Medication and the Changing Role of the Mental Health Clinician

Behavioral health practice has changed rapidly over the last several decades. Now 57 percent of patients receive medication only, i.e. without psychotherapy, for their mental health problems, while only 10.5 percent of patients with mental health problems receive psychotherapy only. The new normal in psychotherapy practice is the patient who is receiving psychotherapy in conjunction with medication.

Our data show that non-medical psychotherapists have adapted to these changes by becoming increasingly sensitive to the psychiatric medications their patients take. Today the overwhelming majority of psychotherapists take a medication history at intake. Indeed, you could make the case that gathering medication history is a de facto standard for non-prescribing mental health clinicians. The chart below shows a big jump (>20%) in the rate that clinicians gather medication information at intake between 2005-08 and 2013:

by_year_table

We analyzed the rate at which different disciplines collect medication history at intake. The chart below shows that in 2013 psychologists were much less likely to get a medication history than social workers (89% v 73%). Counselors fall in the middle.

by_prof_table
It is impossible to know with certainty why these stark differences exist between psychologists and social workers, however, one might infer that social workers are trained more to be team players, while psychologists see themselves more as independent consultants. In fact, APA practice guidelines are scrupulously agnostic about the extent to which psychologists need to concern themselves with medications. Here are two quotations from APA publications:

“This guideline is not intended to imply any recommendation concerning the frequency of inquiry into patients’ reactions to or use of their medications, particularly in the case of psychologists who serve only in an information-providing role.”

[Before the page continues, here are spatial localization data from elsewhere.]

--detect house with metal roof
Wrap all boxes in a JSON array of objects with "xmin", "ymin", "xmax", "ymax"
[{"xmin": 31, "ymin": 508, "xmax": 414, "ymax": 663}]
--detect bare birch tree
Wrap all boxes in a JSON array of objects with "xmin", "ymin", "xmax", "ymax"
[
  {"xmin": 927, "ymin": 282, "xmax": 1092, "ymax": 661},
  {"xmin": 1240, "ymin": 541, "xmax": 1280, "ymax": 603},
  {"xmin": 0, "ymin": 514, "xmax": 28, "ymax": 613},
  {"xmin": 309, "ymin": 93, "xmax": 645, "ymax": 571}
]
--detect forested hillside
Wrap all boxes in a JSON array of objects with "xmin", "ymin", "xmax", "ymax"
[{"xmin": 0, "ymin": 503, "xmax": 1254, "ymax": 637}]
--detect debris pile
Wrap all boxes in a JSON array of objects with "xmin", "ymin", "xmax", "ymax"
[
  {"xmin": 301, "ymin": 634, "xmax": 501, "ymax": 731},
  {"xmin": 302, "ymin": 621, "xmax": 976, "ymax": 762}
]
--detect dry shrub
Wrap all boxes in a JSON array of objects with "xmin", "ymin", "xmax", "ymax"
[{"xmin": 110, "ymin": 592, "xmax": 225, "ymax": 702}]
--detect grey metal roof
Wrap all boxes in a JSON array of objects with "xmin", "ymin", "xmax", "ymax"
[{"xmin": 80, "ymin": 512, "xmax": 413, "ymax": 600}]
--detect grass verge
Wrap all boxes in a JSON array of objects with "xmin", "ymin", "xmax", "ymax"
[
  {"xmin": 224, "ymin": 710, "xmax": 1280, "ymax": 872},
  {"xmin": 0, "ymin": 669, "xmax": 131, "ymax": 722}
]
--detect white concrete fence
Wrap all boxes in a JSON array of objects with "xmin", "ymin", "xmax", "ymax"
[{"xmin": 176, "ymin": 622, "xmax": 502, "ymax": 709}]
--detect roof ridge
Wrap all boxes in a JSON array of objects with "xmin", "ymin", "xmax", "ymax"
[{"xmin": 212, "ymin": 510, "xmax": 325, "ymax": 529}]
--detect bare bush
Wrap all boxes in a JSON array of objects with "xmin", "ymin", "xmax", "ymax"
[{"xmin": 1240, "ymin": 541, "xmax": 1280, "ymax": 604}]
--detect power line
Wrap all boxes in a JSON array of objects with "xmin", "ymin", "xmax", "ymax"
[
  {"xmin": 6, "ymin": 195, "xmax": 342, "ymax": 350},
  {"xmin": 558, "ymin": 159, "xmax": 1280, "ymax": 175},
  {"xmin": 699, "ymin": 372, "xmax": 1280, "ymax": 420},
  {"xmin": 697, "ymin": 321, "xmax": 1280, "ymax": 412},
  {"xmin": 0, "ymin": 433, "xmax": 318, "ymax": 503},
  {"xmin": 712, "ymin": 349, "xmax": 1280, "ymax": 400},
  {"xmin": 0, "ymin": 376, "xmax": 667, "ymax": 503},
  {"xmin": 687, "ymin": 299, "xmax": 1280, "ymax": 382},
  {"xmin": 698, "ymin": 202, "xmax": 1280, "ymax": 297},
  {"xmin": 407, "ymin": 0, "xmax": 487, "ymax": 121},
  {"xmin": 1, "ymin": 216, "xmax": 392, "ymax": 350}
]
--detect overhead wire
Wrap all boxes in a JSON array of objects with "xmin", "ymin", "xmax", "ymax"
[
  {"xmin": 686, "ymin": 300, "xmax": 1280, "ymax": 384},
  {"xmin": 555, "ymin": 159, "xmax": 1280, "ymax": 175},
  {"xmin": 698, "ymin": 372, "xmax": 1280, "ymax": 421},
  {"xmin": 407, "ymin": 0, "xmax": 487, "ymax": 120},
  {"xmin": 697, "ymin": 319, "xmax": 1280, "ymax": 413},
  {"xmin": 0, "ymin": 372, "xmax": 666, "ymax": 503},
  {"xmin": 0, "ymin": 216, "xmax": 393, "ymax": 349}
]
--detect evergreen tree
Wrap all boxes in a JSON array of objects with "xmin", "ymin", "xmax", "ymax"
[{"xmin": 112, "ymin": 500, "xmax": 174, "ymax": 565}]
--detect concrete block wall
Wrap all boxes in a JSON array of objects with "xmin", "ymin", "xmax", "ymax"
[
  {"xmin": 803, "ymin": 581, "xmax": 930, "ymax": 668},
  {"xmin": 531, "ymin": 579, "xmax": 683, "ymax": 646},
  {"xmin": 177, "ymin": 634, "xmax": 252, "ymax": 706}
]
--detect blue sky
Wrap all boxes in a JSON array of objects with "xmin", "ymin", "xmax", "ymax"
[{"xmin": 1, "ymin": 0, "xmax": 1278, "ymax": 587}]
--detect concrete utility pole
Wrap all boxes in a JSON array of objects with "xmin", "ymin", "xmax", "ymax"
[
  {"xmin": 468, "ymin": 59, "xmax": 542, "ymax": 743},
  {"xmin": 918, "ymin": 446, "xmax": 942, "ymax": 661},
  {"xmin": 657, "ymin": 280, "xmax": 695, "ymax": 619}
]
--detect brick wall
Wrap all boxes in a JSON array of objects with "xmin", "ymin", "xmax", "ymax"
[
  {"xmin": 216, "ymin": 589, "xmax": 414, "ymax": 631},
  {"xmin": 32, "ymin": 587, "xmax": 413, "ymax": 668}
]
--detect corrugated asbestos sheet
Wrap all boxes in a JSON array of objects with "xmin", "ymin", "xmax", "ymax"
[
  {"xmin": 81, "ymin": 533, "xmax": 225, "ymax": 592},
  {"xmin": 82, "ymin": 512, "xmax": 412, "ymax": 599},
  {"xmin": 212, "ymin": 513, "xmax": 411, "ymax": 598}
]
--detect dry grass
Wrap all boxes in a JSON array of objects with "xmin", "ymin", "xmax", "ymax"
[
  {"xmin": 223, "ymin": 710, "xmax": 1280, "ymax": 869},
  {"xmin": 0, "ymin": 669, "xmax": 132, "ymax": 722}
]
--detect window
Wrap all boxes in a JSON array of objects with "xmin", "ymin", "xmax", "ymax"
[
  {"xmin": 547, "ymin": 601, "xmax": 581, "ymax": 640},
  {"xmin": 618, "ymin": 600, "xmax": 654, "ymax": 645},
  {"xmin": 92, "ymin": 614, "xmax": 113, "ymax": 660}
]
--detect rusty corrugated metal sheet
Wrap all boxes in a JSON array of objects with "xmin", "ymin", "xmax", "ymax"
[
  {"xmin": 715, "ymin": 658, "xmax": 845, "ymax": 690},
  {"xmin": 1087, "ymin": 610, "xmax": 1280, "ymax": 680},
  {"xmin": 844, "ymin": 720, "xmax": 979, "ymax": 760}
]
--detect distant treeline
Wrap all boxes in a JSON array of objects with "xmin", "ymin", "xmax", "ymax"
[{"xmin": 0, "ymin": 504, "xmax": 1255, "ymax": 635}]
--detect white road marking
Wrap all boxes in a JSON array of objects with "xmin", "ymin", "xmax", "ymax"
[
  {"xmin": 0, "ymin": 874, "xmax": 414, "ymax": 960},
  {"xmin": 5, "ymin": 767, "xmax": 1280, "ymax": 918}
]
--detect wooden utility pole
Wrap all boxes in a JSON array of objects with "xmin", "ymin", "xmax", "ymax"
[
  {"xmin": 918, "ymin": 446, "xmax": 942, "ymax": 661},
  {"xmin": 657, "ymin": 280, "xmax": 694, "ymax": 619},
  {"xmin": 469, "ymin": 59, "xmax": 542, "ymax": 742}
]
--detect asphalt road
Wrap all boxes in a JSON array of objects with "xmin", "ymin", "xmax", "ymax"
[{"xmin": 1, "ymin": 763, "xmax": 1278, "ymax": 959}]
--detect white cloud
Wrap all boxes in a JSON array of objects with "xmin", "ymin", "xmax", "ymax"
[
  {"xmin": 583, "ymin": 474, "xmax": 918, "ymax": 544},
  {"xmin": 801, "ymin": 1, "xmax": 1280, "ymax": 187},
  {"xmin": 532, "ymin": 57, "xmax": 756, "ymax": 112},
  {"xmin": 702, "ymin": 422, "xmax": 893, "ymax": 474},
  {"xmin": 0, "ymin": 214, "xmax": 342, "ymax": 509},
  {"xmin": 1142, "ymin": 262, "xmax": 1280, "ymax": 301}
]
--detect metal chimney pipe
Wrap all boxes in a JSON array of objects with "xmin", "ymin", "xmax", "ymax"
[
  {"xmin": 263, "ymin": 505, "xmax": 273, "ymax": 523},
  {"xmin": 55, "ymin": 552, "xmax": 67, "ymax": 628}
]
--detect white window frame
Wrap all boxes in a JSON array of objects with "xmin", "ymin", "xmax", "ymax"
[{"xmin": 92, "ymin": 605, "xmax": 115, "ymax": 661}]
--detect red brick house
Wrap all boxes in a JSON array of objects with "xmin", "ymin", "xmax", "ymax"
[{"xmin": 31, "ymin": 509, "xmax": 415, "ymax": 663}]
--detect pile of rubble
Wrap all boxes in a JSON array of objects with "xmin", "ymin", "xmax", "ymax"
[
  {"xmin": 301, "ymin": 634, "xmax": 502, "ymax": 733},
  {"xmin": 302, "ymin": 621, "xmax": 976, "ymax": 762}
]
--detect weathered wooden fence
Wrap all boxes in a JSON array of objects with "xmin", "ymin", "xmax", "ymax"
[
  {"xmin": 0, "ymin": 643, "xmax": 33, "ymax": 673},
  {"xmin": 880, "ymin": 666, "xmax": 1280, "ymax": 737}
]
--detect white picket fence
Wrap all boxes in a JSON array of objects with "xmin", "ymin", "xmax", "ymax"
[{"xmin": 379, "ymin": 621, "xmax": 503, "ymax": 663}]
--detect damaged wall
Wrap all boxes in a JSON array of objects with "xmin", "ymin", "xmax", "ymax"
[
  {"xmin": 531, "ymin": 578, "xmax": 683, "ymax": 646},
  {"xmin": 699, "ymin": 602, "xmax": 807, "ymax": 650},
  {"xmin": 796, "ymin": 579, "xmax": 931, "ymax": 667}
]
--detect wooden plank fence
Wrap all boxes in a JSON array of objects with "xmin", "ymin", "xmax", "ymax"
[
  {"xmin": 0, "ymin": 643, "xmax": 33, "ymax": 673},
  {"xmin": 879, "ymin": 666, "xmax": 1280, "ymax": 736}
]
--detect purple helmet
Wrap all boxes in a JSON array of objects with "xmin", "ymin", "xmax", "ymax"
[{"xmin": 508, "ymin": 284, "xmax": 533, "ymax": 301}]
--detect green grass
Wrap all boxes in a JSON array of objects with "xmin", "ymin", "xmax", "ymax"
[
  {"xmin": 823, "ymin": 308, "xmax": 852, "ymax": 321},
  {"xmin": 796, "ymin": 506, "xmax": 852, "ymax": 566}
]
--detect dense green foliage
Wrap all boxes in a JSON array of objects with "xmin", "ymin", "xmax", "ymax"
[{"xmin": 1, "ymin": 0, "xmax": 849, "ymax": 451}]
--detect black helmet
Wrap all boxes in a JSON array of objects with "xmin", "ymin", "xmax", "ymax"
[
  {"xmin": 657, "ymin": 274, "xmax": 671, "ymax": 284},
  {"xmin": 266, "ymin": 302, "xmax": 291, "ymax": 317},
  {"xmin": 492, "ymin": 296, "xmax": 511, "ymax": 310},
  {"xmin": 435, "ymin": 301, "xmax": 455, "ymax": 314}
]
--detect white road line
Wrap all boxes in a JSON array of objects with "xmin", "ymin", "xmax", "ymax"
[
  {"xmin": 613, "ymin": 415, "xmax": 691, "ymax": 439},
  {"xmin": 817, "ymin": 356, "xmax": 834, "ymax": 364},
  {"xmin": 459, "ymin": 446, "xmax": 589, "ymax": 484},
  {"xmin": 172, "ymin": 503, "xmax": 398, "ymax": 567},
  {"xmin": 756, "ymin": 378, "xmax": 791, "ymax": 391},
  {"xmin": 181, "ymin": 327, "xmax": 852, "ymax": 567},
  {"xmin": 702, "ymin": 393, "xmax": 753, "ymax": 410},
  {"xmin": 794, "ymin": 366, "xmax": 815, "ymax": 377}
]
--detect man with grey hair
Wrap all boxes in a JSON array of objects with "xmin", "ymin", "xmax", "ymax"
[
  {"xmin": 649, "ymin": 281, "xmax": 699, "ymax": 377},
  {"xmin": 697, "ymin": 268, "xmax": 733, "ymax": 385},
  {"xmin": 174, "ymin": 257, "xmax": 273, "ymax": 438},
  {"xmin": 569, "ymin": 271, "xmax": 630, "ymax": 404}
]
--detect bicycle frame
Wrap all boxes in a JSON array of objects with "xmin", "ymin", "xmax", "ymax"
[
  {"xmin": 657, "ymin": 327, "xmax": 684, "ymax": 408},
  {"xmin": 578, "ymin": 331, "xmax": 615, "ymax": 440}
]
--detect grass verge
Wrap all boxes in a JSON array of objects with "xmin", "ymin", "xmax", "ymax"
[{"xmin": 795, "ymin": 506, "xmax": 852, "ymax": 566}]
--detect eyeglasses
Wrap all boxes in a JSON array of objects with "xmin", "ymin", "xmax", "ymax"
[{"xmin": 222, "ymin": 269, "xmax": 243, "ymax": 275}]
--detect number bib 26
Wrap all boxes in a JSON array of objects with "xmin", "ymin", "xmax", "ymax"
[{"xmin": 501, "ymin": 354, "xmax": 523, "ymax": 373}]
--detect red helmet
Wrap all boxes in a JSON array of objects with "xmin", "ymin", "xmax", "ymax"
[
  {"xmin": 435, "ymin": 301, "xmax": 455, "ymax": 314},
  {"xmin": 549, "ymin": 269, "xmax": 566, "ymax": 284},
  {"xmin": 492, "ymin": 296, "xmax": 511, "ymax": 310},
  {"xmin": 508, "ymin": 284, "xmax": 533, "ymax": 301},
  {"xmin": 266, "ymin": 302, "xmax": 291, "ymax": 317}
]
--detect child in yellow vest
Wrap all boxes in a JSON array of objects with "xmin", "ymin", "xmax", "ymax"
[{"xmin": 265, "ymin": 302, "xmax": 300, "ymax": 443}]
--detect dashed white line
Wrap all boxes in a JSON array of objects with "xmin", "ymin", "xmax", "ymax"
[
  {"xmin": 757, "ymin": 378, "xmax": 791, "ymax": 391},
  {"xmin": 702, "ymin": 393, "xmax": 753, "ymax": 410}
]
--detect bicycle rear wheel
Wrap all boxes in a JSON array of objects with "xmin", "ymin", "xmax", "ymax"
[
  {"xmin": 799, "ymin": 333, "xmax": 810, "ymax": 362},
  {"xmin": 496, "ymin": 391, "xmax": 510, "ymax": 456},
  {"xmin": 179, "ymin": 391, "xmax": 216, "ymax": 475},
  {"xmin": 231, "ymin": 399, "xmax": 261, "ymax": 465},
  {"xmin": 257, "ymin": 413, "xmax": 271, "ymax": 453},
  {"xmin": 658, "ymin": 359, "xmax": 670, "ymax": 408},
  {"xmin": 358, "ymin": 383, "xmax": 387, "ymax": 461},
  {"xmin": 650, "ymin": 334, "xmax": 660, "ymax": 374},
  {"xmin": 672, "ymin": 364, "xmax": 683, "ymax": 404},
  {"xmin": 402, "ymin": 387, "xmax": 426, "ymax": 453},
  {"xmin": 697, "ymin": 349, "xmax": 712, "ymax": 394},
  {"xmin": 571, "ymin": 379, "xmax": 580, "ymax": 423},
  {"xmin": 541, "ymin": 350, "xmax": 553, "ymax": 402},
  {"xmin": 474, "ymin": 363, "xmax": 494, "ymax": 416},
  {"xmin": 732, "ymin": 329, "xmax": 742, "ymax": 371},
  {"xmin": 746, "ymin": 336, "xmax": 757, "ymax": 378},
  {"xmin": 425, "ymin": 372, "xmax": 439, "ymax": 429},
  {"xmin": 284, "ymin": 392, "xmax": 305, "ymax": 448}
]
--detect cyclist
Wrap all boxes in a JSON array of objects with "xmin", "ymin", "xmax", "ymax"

“…they (the guidelines) are not intended to apply to those psychologists who choose not to become directly or indirectly involved in medication management…”

I would argue that clinicians of all stripes—psychologists, social workers, counselors—should expand their role in medication management for several compelling reasons:

1. Most medications are prescribed by PCPs (>80%). PCPs do not have the time to monitor medication issues including adherence. Psychotherapists, however, precisely because they see the patient more frequently and have a more intimate knowledge of the patient’s symptoms, feelings, behaviors, etc. are ideally suited to be the eyes and ears of the prescriber. Thus, they are in a position to provide valuable feedback to the prescriber about medication adherence and progress.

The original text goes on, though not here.